Momentum backs proportional representation and £15 minimum wage

Sienna Rodgers

Momentum is set to push for a £15 minimum wage, a change in the Westminster voting system to proportional representation and a four-day working week among other policies at Labour conference this year following a vote of its members.

The activist organisation, which grew out of Jeremy Corbyn’s first leadership campaign, last month held its first ‘policy primary’ whereby Momentum members voted on 32 motions by local Momentum groups, affiliated trade unions and others.

Members voted in favour of bold measures, from “bringing the banking and financial system into democratic public control” to housing “all those experiencing homelessness regardless of immigration status” and implementing universal free broadband.

Momentum described the exercise as a chance to “reassert the importance of a more transformative approach” after arguing that support for Labour has declined partly because the opposition party has been “outflanked to the left by the Tories”.

The organisation has now confirmed the results of the member ballot, which will see the group campaign in the run-up to Labour conference in September for the following eight proposals:

  • £15 minimum wage (includes raising sick pay to the living wage, free childcare and family-friendly rights in the workplace, sectoral collective bargaining)
  • Time for proportional representation (change to general election voting system)
  • Global climate justice (includes rapid decarbonisation by 2030, legal recognition of climate refugees’ right to asylum, cancellation of all low-income country debt held by UK institutions, bringing the banking and financial system into democratic public control)
  • Build council housing and end homelessness (includes building 150,000 social rent homes each year including 100,000 council homes, scrapping right to buy, giving councils the power to requisition the 250,000 long-term empty homes with minimal compensation, repealing the 2012 anti-squatting legislation)
  • Green jobs revolution (includes creating millions of well-paid, unionised green jobs with publicly owned entities, retrofitting all homes by 2030, universal basic services, universal free broadband, repealing all anti-trade union laws)
  • Build back fairer: attack poverty and inequality (includes increasing Universal Credit to £260 a week, extending and strengthening the furlough and self-employment schemes, abolishing the ‘no recourse to public funds’ immigration policy)
  • Reject integrated care systems, renationalise England’s NHS and social care (includes repealing the Health and Social Care Act 2012)
  • A four-day week (32-hour working week with no loss of pay)

Momentum’s leadership, the national coordinating group, has also declared its intention to drafter a further two or three motions that challenge the government’s “authoritarian, racist and anti-worker agenda” that is “evident” in its new policing bill.

Speaking to LabourList recently about Momentum’s view of Keir Starmer, co-chair Andrew Scattergood said: “I thought ‘there’s going to be disagreements from the left’ on what he was doing, but I never thought we’d go down the route that we did.”

Momentum was “biting our lip on certain things that he did early on”, he said, but its criticism became “firmer and more consistent” when they saw what was perceived as “bad decisions, factional manoeuvres, or just the lack of anything on quite important issues”.

Commenting on the new policies today, co-chair Gaya Sriskanthan said: “Momentum members have put together a policy platform based on democracy, dignity and justice and that poses a fundamental challenge to our rigged economic and political system.

“The campaign now begins to get the Labour Party to take up these policies and advocate for them in the country.
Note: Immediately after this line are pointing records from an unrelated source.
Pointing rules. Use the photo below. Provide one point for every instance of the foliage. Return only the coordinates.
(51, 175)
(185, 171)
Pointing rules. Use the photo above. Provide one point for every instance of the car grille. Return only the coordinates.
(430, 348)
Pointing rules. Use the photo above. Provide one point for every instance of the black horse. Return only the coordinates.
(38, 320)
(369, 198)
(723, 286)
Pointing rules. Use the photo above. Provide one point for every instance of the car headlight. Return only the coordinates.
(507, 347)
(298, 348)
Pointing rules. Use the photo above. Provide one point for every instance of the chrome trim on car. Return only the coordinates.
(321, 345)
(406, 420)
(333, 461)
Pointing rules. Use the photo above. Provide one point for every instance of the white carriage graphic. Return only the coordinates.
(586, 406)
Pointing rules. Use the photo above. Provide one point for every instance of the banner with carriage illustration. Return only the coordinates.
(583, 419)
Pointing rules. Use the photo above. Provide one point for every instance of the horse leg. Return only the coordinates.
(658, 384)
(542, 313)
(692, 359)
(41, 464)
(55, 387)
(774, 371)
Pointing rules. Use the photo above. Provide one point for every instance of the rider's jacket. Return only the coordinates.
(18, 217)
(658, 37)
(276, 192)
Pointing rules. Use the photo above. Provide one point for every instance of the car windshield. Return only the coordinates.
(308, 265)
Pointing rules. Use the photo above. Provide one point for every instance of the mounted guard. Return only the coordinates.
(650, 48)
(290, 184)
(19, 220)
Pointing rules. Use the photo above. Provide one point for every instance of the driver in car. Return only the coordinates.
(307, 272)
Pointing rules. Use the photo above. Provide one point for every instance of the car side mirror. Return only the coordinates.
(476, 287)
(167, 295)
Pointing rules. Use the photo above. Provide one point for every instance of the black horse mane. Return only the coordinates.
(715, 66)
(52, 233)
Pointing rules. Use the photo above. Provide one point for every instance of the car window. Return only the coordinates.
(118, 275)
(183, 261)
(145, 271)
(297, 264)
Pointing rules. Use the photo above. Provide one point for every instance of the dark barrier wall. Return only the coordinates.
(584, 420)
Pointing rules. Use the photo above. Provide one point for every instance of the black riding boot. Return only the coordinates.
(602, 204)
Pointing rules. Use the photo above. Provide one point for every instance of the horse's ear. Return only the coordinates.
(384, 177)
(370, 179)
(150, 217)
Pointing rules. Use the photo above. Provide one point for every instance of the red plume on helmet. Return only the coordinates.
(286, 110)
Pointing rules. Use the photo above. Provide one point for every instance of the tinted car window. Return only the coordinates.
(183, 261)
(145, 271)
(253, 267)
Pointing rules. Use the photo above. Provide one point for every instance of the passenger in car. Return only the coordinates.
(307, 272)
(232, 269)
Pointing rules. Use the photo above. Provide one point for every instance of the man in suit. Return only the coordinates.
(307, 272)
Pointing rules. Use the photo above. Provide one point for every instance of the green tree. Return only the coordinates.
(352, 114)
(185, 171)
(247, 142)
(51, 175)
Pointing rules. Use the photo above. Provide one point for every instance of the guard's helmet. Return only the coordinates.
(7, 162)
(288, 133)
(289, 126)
The public are crying out for change, and we must not fail them.”

On the specific decision by Momentum members to persuade Labour that the party should abandon its historic opposition to proportional representation, she added: “The Westminster political system is fundamentally broken.

“A popular consensus is building across the labour movement for a change to our First Past the Post electoral system, which has consistently delivered Tory majorities on a minority of the vote and hands disproportionate power to swing voters in marginal constituencies.

“Momentum will join the charge for PR, as part of a broader commitment to deep democratic change and alongside our strategy of building popular support for socialism in our communities.”

John McDonnell, the former Shadow Chancellor, had argued in a LabourList piece in favour of the radical electoral reform motion in Momentum’s policy primary, which made the case for PR being the most “strategically important” proposal for Labour.

The voting system change is “key to enabling all the policies we need to create a decent society”, the Hayes and Harlington MP wrote, adding that “its moment has come – and if the opportunity is not seized now, it may not come again for many years”.

Responding to Momentum’s new support for PR, Electoral Reform Society’s Willie Sullivan said: “This is a major milestone, with backing for proportional representation becoming a consensus in the Labour Party. Members and senior figures from across the party are clear about the need for real political reform – as reflected in the fact that hundreds of CLPs have now rejected one-party-takes-all voting.

“In his campaign to be Labour leader, Keir Starmer backed the principle of PR and the need to make every vote count, and the party is increasingly united behind a fair voting system. Across the country, voters feel ignored and excluded from Westminster. It’s time to change that with an inspiring vision of change, dragging parliament into the modern age at last.”